Most of the studies that have assessed the pharmacoeconomic impact of omalizumab and its impact on the use of resources have either been conducted using small samples of patients10,11,23or have based their results on efficacy data obtained in clinical trials24,25. In contrast, this multicentre pharmacoeconomic assessment study is the first to be conducted under clinical practice conditions in Spain that has included a large number of patients. The most relevant results include an ICER of € 1,789.28 for avoided exacerbation and € 4,569.38 for a 3-point increase in ACT scores.
Previous studies in this field have reported ICERs of between € 462 and € 1,131 for exacerbation avoided and € 4,124.79 for a 3-point increase in ACT scores10,11. Several studies have reported costs of between € 23,880 and € 56,091 for each QALY gained10,24,26. The latter value is similar to that obtained in this study (€ 50,239.98).
It has been suggested that 22% of the costs associated with severe uncontrolled asthma can be attributed to indirect costs27). In this sense, the results of the present study also show a decrease in indirect costs (€ 316.53) and in direct costs derived from exacerbations, visits, and hospital admissions (€ 945). This study is the first to analyse the pharmacoeconomic impact of omalizumab in the medium term. After the first year of treatment, clinical evolution, resource use, and costs remained practically constant over the next four years. This result could be interpreted as being due to the sustained clinical effectiveness of omalizumab and its medium-term efficiency.
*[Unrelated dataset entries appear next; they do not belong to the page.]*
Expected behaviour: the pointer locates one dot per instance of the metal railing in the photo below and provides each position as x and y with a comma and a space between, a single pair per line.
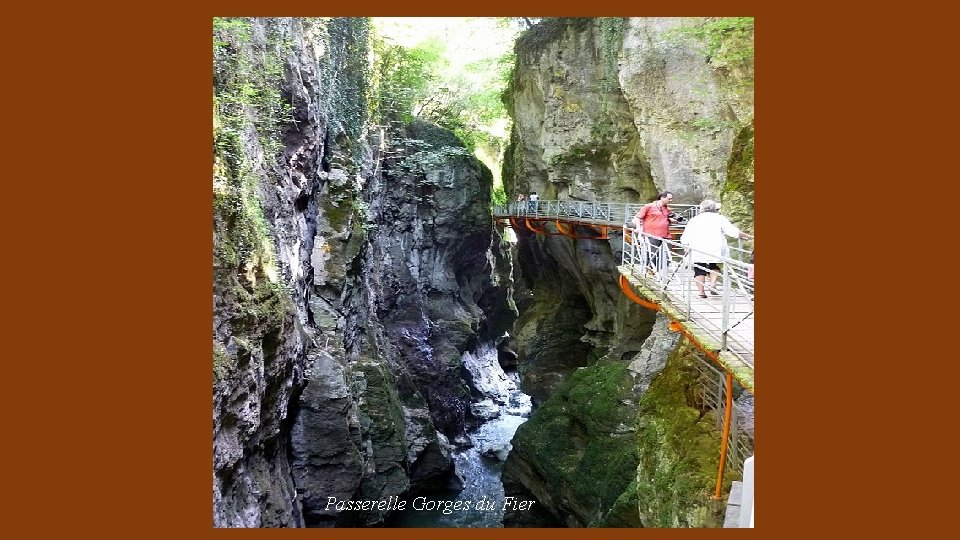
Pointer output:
668, 269
616, 214
713, 394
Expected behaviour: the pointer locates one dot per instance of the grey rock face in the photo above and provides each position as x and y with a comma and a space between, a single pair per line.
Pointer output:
609, 109
653, 354
347, 286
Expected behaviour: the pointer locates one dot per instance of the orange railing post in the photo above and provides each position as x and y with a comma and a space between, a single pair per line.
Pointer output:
727, 414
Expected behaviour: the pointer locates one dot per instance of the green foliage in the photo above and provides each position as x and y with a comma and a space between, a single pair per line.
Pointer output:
499, 195
611, 40
725, 41
424, 157
247, 81
427, 82
222, 362
679, 448
575, 431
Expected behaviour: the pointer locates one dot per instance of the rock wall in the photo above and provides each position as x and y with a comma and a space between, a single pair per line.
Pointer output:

Two of the limitations of the present study are the lack of clinical records beyond the first year of treatment with omalizumab and the small number of patients (n = 46) on which the cost-utility analysis was based because of the lack of retrospective data on quality of life. Levy et al.10have previously described an ICUR of € 26,864.89 per QALY in relation to direct costs alone. However, we calculated the cost per QALY gained with omalizumab while taking into account the indirect costs. These costs were calculated based on the human capital method, which assumes that the wages reflect worker productivity14. The wage costs were extracted from the most recent data published by the Spanish Institute of Statistics. It should be noted that the external validity of the study may not be applicable to the health systems of other countries with different organizational characteristics.
In summary, the results obtained in this study suggest that, in addition to sustained clinical improvements and increases in the number of QALYs, patients treated with omalizumab require less healthcare, consume fewer health resources, and entail lowered costs because of decreased absenteeism. These results are of clinical relevance and should be taken into account in daily practice when choosing an effective and cost-efficient treatment for patients with severe asthma.